The Birthday of Conservationist and Author Sigurd F. Olson
THIS WEEK MARKS THE BIRTHDAY OF CONSERVATIONIST AND AUTHOR SIGURD F. OLSON. One of the great environmental figures of the 20th century, he ranks in importance with figures like John Burroughs and Henry David Thoreau, Aldo Leopold and John Muir, Rachel Carson and Marjory Stoneman Douglas. His writing was lyrical and poetic, but suffused with a deep knowledge and scientific underpinning, and he captured and evoked the meanings of the North Woods and Canoe Country better than anyone before or since. He led or participated in battles to save wilderness areas all over the continent, and there would have been no Boundary Waters Canoe Area or Voyageurs National Park without him.

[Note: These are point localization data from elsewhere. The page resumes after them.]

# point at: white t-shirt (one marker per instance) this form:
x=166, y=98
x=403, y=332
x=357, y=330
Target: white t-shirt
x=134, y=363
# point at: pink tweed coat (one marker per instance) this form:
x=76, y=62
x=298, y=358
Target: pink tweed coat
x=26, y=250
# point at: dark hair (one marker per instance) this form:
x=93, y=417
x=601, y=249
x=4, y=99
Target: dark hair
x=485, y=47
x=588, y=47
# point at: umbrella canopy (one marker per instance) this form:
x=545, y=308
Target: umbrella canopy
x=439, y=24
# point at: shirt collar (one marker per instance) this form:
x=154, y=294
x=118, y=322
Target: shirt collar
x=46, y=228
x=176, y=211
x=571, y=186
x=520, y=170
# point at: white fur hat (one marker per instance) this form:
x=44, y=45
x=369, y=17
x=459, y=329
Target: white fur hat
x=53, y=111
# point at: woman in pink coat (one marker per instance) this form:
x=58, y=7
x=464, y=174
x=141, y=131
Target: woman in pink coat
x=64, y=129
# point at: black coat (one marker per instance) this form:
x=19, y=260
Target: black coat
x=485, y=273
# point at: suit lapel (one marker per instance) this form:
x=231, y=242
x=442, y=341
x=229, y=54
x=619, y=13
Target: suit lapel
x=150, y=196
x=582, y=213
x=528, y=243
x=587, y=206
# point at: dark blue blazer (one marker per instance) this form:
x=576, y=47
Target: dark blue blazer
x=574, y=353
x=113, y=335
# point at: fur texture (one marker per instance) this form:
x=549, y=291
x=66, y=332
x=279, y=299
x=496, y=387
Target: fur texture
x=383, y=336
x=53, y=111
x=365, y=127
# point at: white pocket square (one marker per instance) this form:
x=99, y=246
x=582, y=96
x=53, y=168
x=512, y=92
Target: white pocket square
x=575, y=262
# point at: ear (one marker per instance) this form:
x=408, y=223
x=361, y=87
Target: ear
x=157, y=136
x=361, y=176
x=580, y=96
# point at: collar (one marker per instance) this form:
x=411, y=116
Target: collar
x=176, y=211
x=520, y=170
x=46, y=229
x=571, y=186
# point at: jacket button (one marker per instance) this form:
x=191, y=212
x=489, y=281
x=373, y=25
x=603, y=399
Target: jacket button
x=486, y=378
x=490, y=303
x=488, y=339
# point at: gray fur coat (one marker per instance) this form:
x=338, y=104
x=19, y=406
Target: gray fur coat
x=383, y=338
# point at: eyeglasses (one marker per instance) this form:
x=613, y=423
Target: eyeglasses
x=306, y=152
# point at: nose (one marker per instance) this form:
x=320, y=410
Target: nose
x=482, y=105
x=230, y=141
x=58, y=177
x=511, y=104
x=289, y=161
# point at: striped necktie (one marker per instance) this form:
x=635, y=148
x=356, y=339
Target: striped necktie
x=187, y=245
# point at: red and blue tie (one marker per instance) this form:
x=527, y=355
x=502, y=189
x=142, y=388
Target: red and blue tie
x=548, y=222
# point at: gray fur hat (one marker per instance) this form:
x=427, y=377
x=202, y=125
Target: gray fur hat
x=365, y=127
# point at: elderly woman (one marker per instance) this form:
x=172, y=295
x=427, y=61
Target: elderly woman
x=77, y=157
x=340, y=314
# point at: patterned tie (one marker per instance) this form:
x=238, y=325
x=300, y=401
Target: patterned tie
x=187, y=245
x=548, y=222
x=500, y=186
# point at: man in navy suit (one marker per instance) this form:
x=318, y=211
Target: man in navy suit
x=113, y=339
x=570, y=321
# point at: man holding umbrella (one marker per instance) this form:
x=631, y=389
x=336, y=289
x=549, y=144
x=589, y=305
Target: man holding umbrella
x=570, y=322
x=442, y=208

Sig played a vital role of inspiration and support in many private lives as well, including mine. I doubt that I would ever have become a published writer or the person I am today without his mentorship and example. In my next book, “A Wild Path,” I devote an entire chapter to Sig and his influence in my life. My good friend David Backes, Sig’s biographer, and countless others, have felt the same way. I was deeply honored to serve for 10 years as president of the Listening Point Foundation, Sig’s legacy organization.
As we think of Sig on his birthday, it would be a fine time, if you are able, to support organizations that carry on his vision and legacy, fighting to preserve the same Boundary Waters Wilderness he loved so much. It is an extraordinary landscape, unique on all the planet, and today faces threats in the form of toxic copper-sulfide mining that are perhaps more dangerous and existential than any of the countless challenges of the past. Check out listeningpointfoundation.org and savetheboundarywaters.org as organizations worthy of your interest and support.
And remember a man named Sigurd Olson, pictured here on the back covers of two well-loved books—books that have crossed many a lake and portage in an old Duluth pack.